Statistical analysis

All variables were assessed for normality with no further transformations deemed to be required. All outcome variables were treated as continuous variables. Standard descriptive statistics for all variables were applied.

Each of the panel of 15 hospital-specific variables was examined in univariate regression against each of the hospital-level outcome measures and all domains of CDMI. Univariate regression was also performed for each hospital-level outcome measure against each of the three hospital-level domains of CDMI and hospital-level aggregate CDMI score.

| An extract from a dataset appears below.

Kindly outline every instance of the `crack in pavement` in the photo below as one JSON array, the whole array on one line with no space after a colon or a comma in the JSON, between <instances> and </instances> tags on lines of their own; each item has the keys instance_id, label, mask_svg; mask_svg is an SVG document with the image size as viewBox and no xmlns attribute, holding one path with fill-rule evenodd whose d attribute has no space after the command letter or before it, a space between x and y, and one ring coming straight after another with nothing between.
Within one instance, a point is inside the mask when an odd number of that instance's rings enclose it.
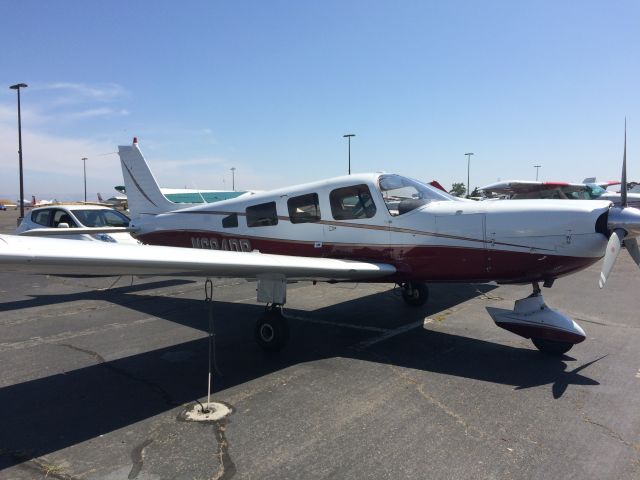
<instances>
[{"instance_id":1,"label":"crack in pavement","mask_svg":"<svg viewBox=\"0 0 640 480\"><path fill-rule=\"evenodd\" d=\"M583 421L590 424L590 425L594 425L596 427L599 427L600 429L604 430L607 434L607 436L613 438L614 440L619 441L620 443L622 443L623 445L629 447L631 450L633 450L636 454L640 455L640 445L634 445L631 442L627 442L622 435L620 435L618 432L616 432L614 429L612 429L611 427L607 427L606 425L603 425L602 423L598 423L595 420L591 419L590 417L583 415L582 417Z\"/></svg>"},{"instance_id":2,"label":"crack in pavement","mask_svg":"<svg viewBox=\"0 0 640 480\"><path fill-rule=\"evenodd\" d=\"M228 480L236 474L237 469L229 455L229 442L227 441L227 436L224 433L227 428L227 420L222 419L215 422L213 428L213 433L215 434L216 441L218 442L218 449L215 456L218 458L219 466L218 471L213 477L211 477L211 480Z\"/></svg>"},{"instance_id":3,"label":"crack in pavement","mask_svg":"<svg viewBox=\"0 0 640 480\"><path fill-rule=\"evenodd\" d=\"M108 370L111 370L114 373L117 373L118 375L122 375L125 378L128 378L129 380L133 380L134 382L140 382L143 385L146 385L147 387L149 387L153 392L157 393L158 395L160 395L160 397L162 397L162 399L164 400L164 402L169 405L170 407L175 407L178 405L181 405L181 403L177 403L175 400L173 400L173 398L171 397L171 395L169 394L169 392L167 392L164 388L162 388L160 385L158 385L157 383L154 383L150 380L147 380L145 378L141 378L141 377L137 377L135 375L133 375L132 373L127 372L126 370L116 367L112 364L110 364L109 362L107 362L104 357L102 355L100 355L97 352L94 352L93 350L88 350L85 348L80 348L80 347L76 347L75 345L71 345L68 343L61 343L59 344L60 347L65 347L65 348L69 348L71 350L75 350L77 352L81 352L81 353L85 353L87 355L92 356L94 359L96 359L97 363L105 368L107 368Z\"/></svg>"},{"instance_id":4,"label":"crack in pavement","mask_svg":"<svg viewBox=\"0 0 640 480\"><path fill-rule=\"evenodd\" d=\"M198 400L196 400L196 402L200 405L201 408L204 408L202 403L200 403ZM224 405L226 405L229 408L230 410L229 415L235 411L235 408L231 404L224 402ZM179 422L189 422L189 423L195 422L195 423L207 424L212 426L213 434L215 436L216 443L217 443L216 451L213 454L213 456L218 461L218 470L210 477L210 479L211 480L229 480L237 473L236 465L235 463L233 463L233 460L231 460L231 455L229 455L229 441L227 440L227 436L225 434L227 425L230 423L229 418L223 417L223 418L220 418L219 420L195 420L194 421L193 419L189 418L189 416L187 415L187 412L190 410L191 408L187 408L182 412L180 412L178 414L177 420Z\"/></svg>"},{"instance_id":5,"label":"crack in pavement","mask_svg":"<svg viewBox=\"0 0 640 480\"><path fill-rule=\"evenodd\" d=\"M418 380L416 380L414 378L411 378L405 372L400 371L397 367L395 367L393 365L388 365L388 367L391 369L391 371L393 371L402 380L404 380L405 382L413 385L415 387L416 391L418 392L418 394L420 394L420 396L422 398L424 398L430 404L432 404L435 407L437 407L438 409L440 409L443 413L445 413L447 416L452 418L458 425L460 425L462 428L464 428L465 434L469 435L469 437L473 438L474 440L482 440L482 439L487 440L488 439L488 440L493 440L493 441L495 441L495 442L497 442L499 444L504 444L504 442L509 442L509 441L512 441L515 444L515 443L517 443L518 440L524 440L525 442L535 446L538 449L546 448L544 445L541 445L540 443L538 443L535 440L533 440L533 439L531 439L529 437L526 437L526 436L518 436L518 439L509 440L507 438L504 438L503 436L493 435L493 434L491 434L489 432L486 432L485 430L482 430L479 427L471 425L462 415L460 415L456 411L452 410L447 405L442 403L440 400L438 400L437 398L435 398L434 396L429 394L425 390L425 385L423 383L420 383L420 382L418 382Z\"/></svg>"},{"instance_id":6,"label":"crack in pavement","mask_svg":"<svg viewBox=\"0 0 640 480\"><path fill-rule=\"evenodd\" d=\"M62 471L62 467L47 463L40 458L33 458L23 451L10 452L0 449L0 456L6 455L14 460L21 462L18 467L38 475L43 478L53 478L55 480L80 480L79 477L66 474Z\"/></svg>"}]
</instances>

A summary of these univariate associations is provided in the online Supplementary Table 1.

All variables were subsequently examined for multicollinearity using the variance inflation factor (VIF), and three variables were removed from the final multivariable model due to high collinearity; nurse/bed ratio, the total inpatient admissions and total staff numbers. Twelve remaining variables from the panel with a significant relationship to either the outcome variables or CDMI scores and low collinearity were included in the final multivariable models as plausible confounders for the relationship between CDMI score and clinical outcomes. Multivariable linear regression featuring the panel of retained hospital-specific covariates was then performed for each of the selected outcome measures. Statistical significance was set at p = < 0.05. All statistical analyses were performed in Stata V15 (StataCorp LLC, College Station, TX, USA).